В утренней стекляшке поджигаемые солнцем алюминиевые столы и стулья зыбились, теснились по залу, как цапли на сладостном утреннем озере. Инженер Абрамишин садился таким образом, чтобы видеть всё это. То есть на постоянное свое место в правом углу кафе. Закинутая на колено нога сразу закачалась. Прямая спина на спинке стула. Кулак в кармане брюк. Пальцы правой руки постукивают по столику. Губы улыбаются. В свое кафе пришёл завсегдатай. – «Зинка, вон, твой заявился. Ровно неделя прошла. Выходной у него сегодня». Официантка выискивала бога или чёрта на потолке, подходя к Абрамишину.
– Ну? Чего сегодня закажешь?
– Доброе утро. Как всегда. Один кофе.
Официантка пошла, встряхивая белой кофтой как капустой. «Только чёрный!» – уточнил клиент… О-о-о!
При взгляде на кофе, поданном в стакане, на ум почему-то приходило сено. Сено для осла. Однако Абрамишин улыбался. Попросил принести в чашечке. И блюдечко обязательно. Знаете ли, в Эстонии…
– А нету! Все чашки побили! – Азартный потрясывающийся рот официантки был сродни ларьку. Подрагивала также и вся «капуста» на белой кофте.
Абрамишин улыбался. Нужно приучать, терпеливо приучать. (К чему? К культуре?) С любовью приучать. Да. Только с любовью. А вот в Эстонии, знаете ли…
– С собой теперь приноси! Из дому!.. Будешь пить или убрать?

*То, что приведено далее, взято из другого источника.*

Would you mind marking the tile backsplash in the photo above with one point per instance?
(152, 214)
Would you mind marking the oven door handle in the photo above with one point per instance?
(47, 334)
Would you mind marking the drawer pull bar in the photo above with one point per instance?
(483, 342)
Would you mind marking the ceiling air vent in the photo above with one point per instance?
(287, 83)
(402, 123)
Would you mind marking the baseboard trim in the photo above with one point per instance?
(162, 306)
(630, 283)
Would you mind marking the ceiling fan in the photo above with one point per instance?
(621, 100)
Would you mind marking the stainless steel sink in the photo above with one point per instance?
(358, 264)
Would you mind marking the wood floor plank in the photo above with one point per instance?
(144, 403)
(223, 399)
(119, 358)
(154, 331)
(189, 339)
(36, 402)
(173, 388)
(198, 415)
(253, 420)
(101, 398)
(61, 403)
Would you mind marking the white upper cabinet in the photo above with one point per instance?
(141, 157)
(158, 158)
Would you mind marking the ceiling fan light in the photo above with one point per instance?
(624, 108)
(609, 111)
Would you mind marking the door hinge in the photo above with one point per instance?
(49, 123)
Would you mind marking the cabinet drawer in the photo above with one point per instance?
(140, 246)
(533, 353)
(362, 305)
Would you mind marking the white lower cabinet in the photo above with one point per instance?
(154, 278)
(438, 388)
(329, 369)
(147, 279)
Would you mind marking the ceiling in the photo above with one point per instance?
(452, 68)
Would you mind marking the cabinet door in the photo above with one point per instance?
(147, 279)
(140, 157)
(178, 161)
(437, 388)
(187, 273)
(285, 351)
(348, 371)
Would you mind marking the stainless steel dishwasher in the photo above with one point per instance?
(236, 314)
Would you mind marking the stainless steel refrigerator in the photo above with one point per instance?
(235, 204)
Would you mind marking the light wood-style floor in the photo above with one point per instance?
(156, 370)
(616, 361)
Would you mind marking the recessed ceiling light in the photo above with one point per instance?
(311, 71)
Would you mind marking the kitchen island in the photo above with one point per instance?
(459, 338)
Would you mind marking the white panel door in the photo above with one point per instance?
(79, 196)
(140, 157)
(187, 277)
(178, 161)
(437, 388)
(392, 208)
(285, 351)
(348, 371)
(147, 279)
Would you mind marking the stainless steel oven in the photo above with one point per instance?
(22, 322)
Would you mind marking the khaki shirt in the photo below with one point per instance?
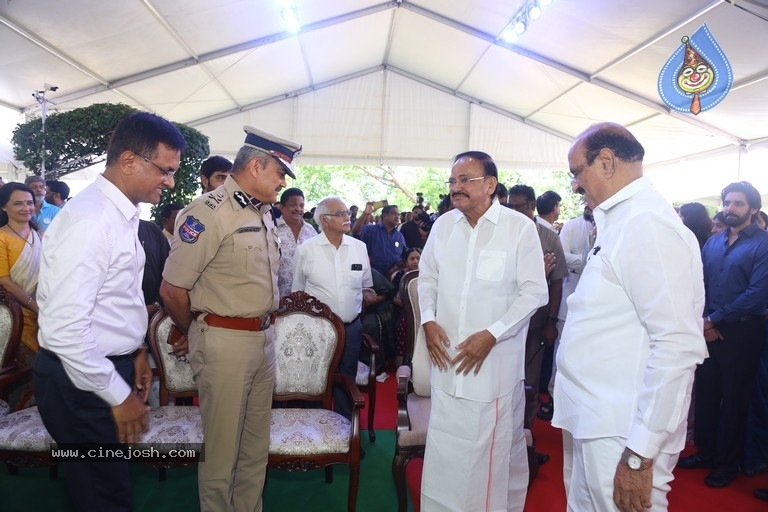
(226, 253)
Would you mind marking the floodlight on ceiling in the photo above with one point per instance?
(531, 10)
(290, 15)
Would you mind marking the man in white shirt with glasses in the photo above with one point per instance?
(481, 277)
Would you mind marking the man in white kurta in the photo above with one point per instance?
(633, 335)
(481, 277)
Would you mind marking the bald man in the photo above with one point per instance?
(633, 336)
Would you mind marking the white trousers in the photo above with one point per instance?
(476, 457)
(589, 466)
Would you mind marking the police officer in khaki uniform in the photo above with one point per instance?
(220, 288)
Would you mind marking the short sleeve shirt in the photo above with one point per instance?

Зачем так волноваться? Миротворец улыбался. Миротворец хотел мира. Мы же нормальные люди. Сколько радости кругом. Солнце светит. Столы, стулья, знаете ли, в нём. Рядом с тобой милое лицо жен…
– Да чёрт тебя дери! Будешь или не будешь?
Абрамишин, как защищаясь, провёл рукой по голове. Хотя в Эстонии, конечно… Убедили, знаете ли. Спасибо. В следующий раз будем надеяться. Только с любовью. Приучать, знаете ли. Спасибо. Сидит очень довольный жизнью человек. Улыбающийся человек. Совершенно верно, уважаемая. Будем знать. Из дома. Точно. С любовью. Принесём чашечку. Купим. В посудном магазине. Приучать. Извините. Спасибо.
Официантка шла к буфетчице с круглейшими белками глаз: Да-а-астал!
Прошло минут десять блаженной тишины. Кофе был выпит. Столы и стулья по-прежнему сгорали в солнце по всему безлюдному залу. Тишина, покой. О чём-то тихо разговаривает с буфетчицей облокотившаяся на стойку официантка. Сзади, в подколенные части стройных её ног будто вставили выпуклые две баклуши. Белые. Которые хотелось, знаете ли, не бить, а нежно гладить. Да. Всё хорошо. Отсчитав ровно двадцать три копейки и положив десять копеек рядом, Абрамишин направился к выходу.
– До приятного свидания! В следующий четверг!
Буфетчица и официантка сначала переглянулись, потом пошли падать на стойку и подкидываться на ней. Теперь уже, знаете ли, как милые две баклашки. Баклаги. «Да чёрт побери! Да ха-ах-хах-хах!» Абрамишин прощально поиграл им пальчиками.